La tombe de Marcel Proust

Aujourd’hui, 18 novembre 2022, il y a cent ans que Marcel Proust est mort. Ça m’a donné envie de sortir cette photo qui date de 1983. De mon premier voyage en France. Sur le bloc de marbre noir, il n’y a pas de noms, mais quelques roses fanées. Ce que la photo ne montre pas, gravés sur les autres côtés du bloc, ce sont les autres noms de la famille Proust. Marcel n’est pas tout seul ici, mais c’est lui qu’on vient voir.

Photo souvenir

J’étais venue au Père Lachaise par un dimanche gris et humide qui ne sentait pas trop le diesel. Quelques jours auparavant, j’étais allée au cimetière de Montmartre voir Stendhal, à celui du Montparnasse voir Maupassant. Le Père Lachaise était plus vaste, plus fréquenté aussi. Au point où on vous remettait un plan à l’entrée qui vous permettait de retrouver les tombes des personnages les plus illustres. Je savais qui je venais voir, alors, je me suis tracé un petit itinéraire.

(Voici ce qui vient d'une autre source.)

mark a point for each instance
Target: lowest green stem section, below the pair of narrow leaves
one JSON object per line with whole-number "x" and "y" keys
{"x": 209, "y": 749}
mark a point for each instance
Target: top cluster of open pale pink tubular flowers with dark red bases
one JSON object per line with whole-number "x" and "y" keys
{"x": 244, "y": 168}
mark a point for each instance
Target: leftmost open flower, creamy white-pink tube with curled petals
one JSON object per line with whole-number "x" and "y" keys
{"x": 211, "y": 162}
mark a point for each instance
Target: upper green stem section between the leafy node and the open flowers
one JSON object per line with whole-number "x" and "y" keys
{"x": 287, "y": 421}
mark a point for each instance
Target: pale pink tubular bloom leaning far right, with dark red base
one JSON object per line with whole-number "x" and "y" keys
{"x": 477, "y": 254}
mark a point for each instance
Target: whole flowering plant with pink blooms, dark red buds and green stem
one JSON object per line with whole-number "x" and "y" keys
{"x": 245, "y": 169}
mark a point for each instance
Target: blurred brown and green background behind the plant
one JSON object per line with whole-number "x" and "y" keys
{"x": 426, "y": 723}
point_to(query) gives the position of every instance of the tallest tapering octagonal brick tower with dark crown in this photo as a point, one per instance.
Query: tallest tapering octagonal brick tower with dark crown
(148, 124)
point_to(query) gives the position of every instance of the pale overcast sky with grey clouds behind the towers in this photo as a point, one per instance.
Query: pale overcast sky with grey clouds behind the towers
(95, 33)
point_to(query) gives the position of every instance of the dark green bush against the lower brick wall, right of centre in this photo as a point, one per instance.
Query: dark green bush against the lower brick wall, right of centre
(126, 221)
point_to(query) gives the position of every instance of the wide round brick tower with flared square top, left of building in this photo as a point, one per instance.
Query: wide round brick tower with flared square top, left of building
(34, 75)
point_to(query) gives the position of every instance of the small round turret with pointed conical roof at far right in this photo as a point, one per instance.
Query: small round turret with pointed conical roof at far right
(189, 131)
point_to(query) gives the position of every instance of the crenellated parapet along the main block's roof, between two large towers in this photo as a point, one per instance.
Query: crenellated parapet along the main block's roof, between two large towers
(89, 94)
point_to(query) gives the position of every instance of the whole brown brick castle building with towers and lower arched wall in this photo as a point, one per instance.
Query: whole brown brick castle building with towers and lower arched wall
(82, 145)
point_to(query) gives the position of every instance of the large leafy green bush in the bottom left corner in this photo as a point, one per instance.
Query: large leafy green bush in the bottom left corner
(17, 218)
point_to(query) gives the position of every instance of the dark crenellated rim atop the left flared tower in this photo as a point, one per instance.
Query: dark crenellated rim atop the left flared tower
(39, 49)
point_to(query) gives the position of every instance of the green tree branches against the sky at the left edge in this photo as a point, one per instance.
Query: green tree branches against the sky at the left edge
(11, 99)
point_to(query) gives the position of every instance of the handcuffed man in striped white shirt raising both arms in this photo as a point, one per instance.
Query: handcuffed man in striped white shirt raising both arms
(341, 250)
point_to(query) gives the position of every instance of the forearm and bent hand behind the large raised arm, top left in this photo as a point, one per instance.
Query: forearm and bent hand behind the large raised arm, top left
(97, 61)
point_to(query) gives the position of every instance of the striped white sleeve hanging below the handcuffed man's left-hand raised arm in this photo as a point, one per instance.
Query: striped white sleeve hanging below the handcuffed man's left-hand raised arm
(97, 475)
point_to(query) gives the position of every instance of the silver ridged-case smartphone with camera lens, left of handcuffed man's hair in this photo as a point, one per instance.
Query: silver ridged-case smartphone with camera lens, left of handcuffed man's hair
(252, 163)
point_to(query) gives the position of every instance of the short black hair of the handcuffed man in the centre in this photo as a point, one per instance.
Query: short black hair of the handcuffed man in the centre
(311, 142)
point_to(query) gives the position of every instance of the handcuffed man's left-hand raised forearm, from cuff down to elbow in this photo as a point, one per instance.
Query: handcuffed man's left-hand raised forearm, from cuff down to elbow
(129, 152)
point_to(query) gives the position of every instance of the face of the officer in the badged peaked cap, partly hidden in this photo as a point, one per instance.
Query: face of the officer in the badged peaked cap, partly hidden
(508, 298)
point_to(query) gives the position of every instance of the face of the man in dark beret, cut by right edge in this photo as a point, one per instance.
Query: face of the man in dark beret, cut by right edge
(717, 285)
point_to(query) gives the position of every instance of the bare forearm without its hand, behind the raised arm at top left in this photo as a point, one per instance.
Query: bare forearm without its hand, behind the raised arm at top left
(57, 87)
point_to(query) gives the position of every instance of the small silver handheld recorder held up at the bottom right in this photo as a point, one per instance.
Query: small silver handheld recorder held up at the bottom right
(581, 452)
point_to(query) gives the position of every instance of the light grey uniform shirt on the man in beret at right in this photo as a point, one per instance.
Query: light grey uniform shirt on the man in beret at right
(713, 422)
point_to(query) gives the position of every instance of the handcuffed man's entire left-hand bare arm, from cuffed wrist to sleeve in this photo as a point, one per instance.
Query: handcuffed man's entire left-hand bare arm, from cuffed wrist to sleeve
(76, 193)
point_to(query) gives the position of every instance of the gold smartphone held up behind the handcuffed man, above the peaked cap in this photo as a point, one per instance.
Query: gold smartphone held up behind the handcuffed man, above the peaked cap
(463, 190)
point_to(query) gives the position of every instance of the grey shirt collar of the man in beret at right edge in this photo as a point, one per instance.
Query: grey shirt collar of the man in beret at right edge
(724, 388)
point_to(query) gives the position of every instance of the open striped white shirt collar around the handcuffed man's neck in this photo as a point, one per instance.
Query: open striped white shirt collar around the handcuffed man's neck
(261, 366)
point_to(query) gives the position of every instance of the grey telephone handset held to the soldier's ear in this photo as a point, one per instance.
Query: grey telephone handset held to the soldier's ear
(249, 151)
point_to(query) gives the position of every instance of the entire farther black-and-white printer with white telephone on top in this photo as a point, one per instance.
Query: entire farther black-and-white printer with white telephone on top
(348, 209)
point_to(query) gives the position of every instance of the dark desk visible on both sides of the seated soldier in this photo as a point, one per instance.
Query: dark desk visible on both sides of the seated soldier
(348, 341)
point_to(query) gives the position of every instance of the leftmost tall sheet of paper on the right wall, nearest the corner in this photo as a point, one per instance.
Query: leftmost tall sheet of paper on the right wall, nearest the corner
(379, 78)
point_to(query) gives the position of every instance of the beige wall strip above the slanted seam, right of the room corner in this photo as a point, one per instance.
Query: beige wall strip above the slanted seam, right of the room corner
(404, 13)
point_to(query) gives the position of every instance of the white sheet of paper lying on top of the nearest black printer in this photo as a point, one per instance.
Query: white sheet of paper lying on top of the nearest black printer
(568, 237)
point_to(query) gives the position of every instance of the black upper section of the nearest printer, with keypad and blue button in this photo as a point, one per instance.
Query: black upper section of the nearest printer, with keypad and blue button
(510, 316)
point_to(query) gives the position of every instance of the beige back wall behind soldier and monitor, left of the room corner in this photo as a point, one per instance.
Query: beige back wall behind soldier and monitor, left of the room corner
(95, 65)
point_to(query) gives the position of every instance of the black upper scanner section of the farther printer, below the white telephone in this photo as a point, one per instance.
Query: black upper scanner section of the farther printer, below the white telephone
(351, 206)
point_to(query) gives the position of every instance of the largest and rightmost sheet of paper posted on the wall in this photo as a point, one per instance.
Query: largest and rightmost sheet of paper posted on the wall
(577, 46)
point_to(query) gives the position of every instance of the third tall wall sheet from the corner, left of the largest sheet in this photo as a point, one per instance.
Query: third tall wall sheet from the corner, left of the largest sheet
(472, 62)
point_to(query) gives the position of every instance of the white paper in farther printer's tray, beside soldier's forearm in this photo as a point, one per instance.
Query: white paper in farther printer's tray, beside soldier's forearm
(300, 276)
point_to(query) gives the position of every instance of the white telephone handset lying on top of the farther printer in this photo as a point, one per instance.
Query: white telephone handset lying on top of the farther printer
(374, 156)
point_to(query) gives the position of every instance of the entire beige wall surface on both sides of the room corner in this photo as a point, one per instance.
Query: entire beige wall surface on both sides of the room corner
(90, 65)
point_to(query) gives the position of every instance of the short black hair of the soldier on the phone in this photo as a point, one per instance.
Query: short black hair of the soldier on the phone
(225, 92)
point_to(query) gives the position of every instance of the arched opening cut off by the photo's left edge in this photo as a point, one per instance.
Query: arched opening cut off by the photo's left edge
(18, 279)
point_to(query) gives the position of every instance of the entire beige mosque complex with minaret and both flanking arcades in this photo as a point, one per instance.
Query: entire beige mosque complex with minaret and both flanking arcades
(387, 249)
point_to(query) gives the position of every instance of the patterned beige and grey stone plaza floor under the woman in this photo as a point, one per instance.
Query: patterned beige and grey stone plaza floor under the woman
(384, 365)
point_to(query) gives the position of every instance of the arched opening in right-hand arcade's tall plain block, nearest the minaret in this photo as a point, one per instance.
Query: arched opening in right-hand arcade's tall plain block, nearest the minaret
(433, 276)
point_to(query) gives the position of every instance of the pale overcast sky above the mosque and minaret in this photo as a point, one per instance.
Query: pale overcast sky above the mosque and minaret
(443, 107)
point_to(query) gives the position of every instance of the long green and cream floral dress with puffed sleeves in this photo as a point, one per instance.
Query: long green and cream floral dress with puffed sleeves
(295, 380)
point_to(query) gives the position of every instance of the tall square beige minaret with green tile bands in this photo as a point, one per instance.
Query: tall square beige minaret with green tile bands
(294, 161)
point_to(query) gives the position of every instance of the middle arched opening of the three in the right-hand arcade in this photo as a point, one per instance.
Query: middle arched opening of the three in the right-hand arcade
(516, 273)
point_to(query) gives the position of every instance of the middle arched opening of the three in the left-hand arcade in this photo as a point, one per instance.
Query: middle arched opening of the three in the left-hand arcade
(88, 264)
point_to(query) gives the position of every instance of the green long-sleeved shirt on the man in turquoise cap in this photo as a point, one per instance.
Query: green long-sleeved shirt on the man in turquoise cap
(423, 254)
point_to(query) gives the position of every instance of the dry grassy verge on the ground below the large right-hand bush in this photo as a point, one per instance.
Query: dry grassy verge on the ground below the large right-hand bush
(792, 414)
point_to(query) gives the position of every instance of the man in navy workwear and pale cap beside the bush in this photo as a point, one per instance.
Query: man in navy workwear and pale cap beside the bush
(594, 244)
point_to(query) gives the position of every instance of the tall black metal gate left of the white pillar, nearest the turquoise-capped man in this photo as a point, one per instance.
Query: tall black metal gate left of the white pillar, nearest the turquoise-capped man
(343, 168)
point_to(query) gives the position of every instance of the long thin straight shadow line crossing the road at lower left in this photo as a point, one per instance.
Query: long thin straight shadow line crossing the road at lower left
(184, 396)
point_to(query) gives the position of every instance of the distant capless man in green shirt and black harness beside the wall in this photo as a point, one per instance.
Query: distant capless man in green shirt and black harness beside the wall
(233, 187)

Je commençais à arpenter les allées quand une femme d’une dizaine d’années de plus que moi s’est approchée timidement, intéressée par le plan que je tenais à la main. Elle parlait anglais avec un fort accent russe. Elle cherchait Balzac. Je lui ai proposé qu’on le trouve ensemble. Elle a paru soulagée.

Alors, tout en marchant, elle me raconta le rêve qui l’avait amenée ici. Elle n’avait jamais lu Balzac, mais elle était allée, la veille, au Musée Rodin où les sculptures le représentant (des études pour le monument du Père Lachaise) l’avaient impressionnée de telle sorte que dans la nuit, elle avait rêvé à l’auteur de la Comédie humaine. Il lui demandait de venir le voir au Père Lachaise. Dans son rêve, Balzac était autoritaire, presque menaçant. L’avait-il été dans la vie ? Je ne crois pas, lui dis-je, en souriant. Mais qu’est-ce que j’en savais ? Je l’imaginais plus ambitieux qu’autoritaire, plus nerveux, beaucoup plus agité que son monument.

Nous avons exploré le lot de Balzac ensemble pendant que je racontais à ma compagne de fortune, la vie de l’auteur, son oeuvre. Elle a voulu que je la laisse seule un instant avec lui.

Nous avons passé le reste de la journée ensemble à visiter les morts qu’elle connaissait, ceux que je connaissais. Elle me raconta sa vie solitaire de juive russe exilée à New York. À l’époque, on croisait encore peu de Russes. Elle trouva le monument à Oscar Wilde impressionnant, je trouvai la tombe de Proust décevante. J’avais tant vanté l’auteur d’À la recherche du temps perdu à ma compagne, j’ai pensé, en voyant la tombe, qu’elle croirait que je mentais, que j’avais tout inventé depuis le début. Et pourquoi cette tombe banale n’est-elle pas plus fleurie ? Il n’a pas un gros fan club, ton Marcel.

Elle me demanda plutôt, après une pause méditative, s’il était juif. Euh, oui, enfin, par sa mère, mais bon, pas plus que ça. Et alors ? Alors, cette tombe est typique de la tradition juive, sobre, me dit-elle en me touchant l’épaule comme pour me consoler. Puis elle fit quelques pas pour me laisser seule avec mon cher Proust.

Nous avons quitté le cimetière en marchant lentement.

Je ne savais pas que j’allais y revenir aujourd’hui, presque 40 ans plus tard, comme si c’était hier.

« Si on est un lecteur, on arrive à Proust à un moment donné », dit Lucien Bouchard dans cet article du Devoir d’aujourd’hui.